Can I fit a sklearn classifier using lazy? #390

peguerosdc · 2021-07-07T22:41:07Z

peguerosdc
Jul 7, 2021

Hi! 👋 My use-case is the following:

I have lots of files (>100) which add up to ~45GB of data and I want to fit a sklearn classifier with them, which require a data (2D) and target (1D) arrays.

Not all of the events in my dataset are useful, so I would like to apply some cuts before fitting my classifier and as it is a lot of data, I can't read it all in one go.

Not sure if this is possible, but I am trying to do it like this:

data = uproot.lazy(
    f"/data/*.root:my_branch",
    filter_name=vars_to_use,
    step_size=step_size, num_workers=workers)
# apply some cuts and store the result in "clean". For example:
clean = data[ (data.mode == 4) ]
# create the "target" array for the classifier
target = (clean.charge == +1)

At this ponit, I have one question: does clean store in memory all the events that pass the cuts (sorry, I didn't understand quite well this part in the docs, but I think the answer is yes)? I wanted to use lazy to avoid doing precisely that. I was expecting that by passing it to the classifier as the data, it would read the events only as they are required in the fitting process, but the need of applying cuts is then forcing me to still read all the data and store a large percentage of it.

I am not sure if the inner workings of uproot and awkward-arrays make this possible, but from the point of view of the user, I think it could be solved by allowing lazy to apply cuts directly (the same way as iterate).

Anyway, let's say I figure that out. I am testing with a small subset and when I try to fit my sklearn classifier with model.fit(clean, target), I get the following error:

ValueError: Expected 2D array, got 1D array instead:
...
Reshape your data either using array.reshape(-1, 1) if your data has a single feature or array.reshape(1, -1) if it contains a single sample.

Which is because clean is not a 2D array but one long "awkward" 1D array. Is there a workaround for this or is uproot not meant to work with sklearn and I am doing everything wrong? In numpy there's reshape, but not in awkward and lazy forces me to use ak.

Is there another way to achieve what I want? Is it even possible with uproot? Is there an alternative to sklearn that's recommended to use with uproot?
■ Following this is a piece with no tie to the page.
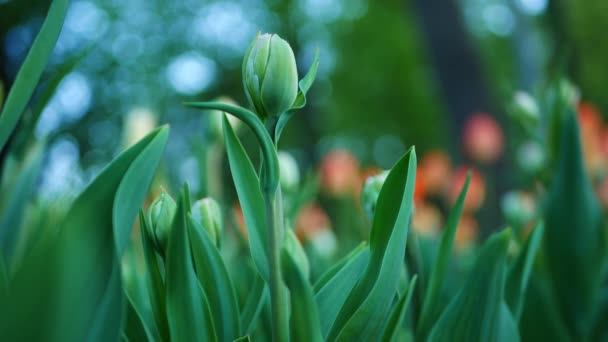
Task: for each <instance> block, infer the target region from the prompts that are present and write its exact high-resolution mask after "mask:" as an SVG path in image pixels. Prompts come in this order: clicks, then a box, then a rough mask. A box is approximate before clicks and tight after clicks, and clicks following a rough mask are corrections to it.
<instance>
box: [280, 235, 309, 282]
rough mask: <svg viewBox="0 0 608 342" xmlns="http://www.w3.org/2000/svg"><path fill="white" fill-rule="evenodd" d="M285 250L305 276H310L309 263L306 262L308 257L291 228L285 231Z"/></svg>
mask: <svg viewBox="0 0 608 342" xmlns="http://www.w3.org/2000/svg"><path fill="white" fill-rule="evenodd" d="M284 247H285V250H286V251H287V253H289V255H291V257H292V258H293V260H294V261H295V262H296V265H298V268H299V269H300V271H302V273H303V274H304V276H306V278H308V277H309V276H310V264H309V263H308V257H307V256H306V252H304V248H303V247H302V245H301V244H300V241H298V238H297V237H296V233H294V231H293V229H287V230H286V231H285V246H284Z"/></svg>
Please let me know what you think or if I am misunderstanding something 😃

Answered by jpivarski

Jul 7, 2021

uproot.lazy defers reading until a slice of an array is requested, but Scikit-Learn's fit function asks for the entire sliced array. For Scikit-Learn to only pull one chunk of the array at a time, it would have to be knowledgeable about chunking—the fitting algorithm would need to be able to deal with batches and the interface would have to recognize that slicing the input and training one slice at a time is a benefit. In other words, Scikit-Learn would have to be "in on it [the batching of data]." There might be some interface between Scikit-Learn and Dask, but Scikit-Learn didn't know about Awkward Arrays. (Which is why we want to add interfaces between Awkward and Dask, so that third p…

View full answer

jpivarski · 2021-07-07T23:31:11Z

jpivarski
Jul 7, 2021
Maintainer

uproot.lazy defers reading until a slice of an array is requested, but Scikit-Learn's fit function asks for the entire sliced array. For Scikit-Learn to only pull one chunk of the array at a time, it would have to be knowledgeable about chunking—the fitting algorithm would need to be able to deal with batches and the interface would have to recognize that slicing the input and training one slice at a time is a benefit. In other words, Scikit-Learn would have to be "in on it [the batching of data]." There might be some interface between Scikit-Learn and Dask, but Scikit-Learn didn't know about Awkward Arrays. (Which is why we want to add interfaces between Awkward and Dask, so that third party libraries would recognize them as lazy.)

On the specific point of slicing a lazy array, many kinds of slices are deferred, so I think your cut doesn't cause the array to be read. Passing it to Scikit-Learn's fit function definitely does, though.

On reshaping, an Awkward Array can't be arbitrarily reshaped because that presupposes that it's rectangular. However, this slice:

array[:, np.newaxis]

would do the same job, regardless of whether it's a rectangular NumPy array or an arbitrarily nested Awkward Array. (Scikit-Learn's recommendation could have been more general, but the authors of Scikit-Learn weren't thinking about nested data structures.)

As for your main problem, you'll have to manually slice up the array and feed it to fit one batch at a time. Some machine learning models can't be trained in batches, or at least, they're not guaranteed to get the same results when they are trained in batches, but often it can be done as an approximation. (I'm thinking of clustering, such needs all points for the exact answer, but would be close enough if iteratively trained in subsamples.) That's a fundamental issue that goes beyond interface. (Even with an interface that accepts a lazy array and extracts batches from it, the algorithm must be capable of batching...)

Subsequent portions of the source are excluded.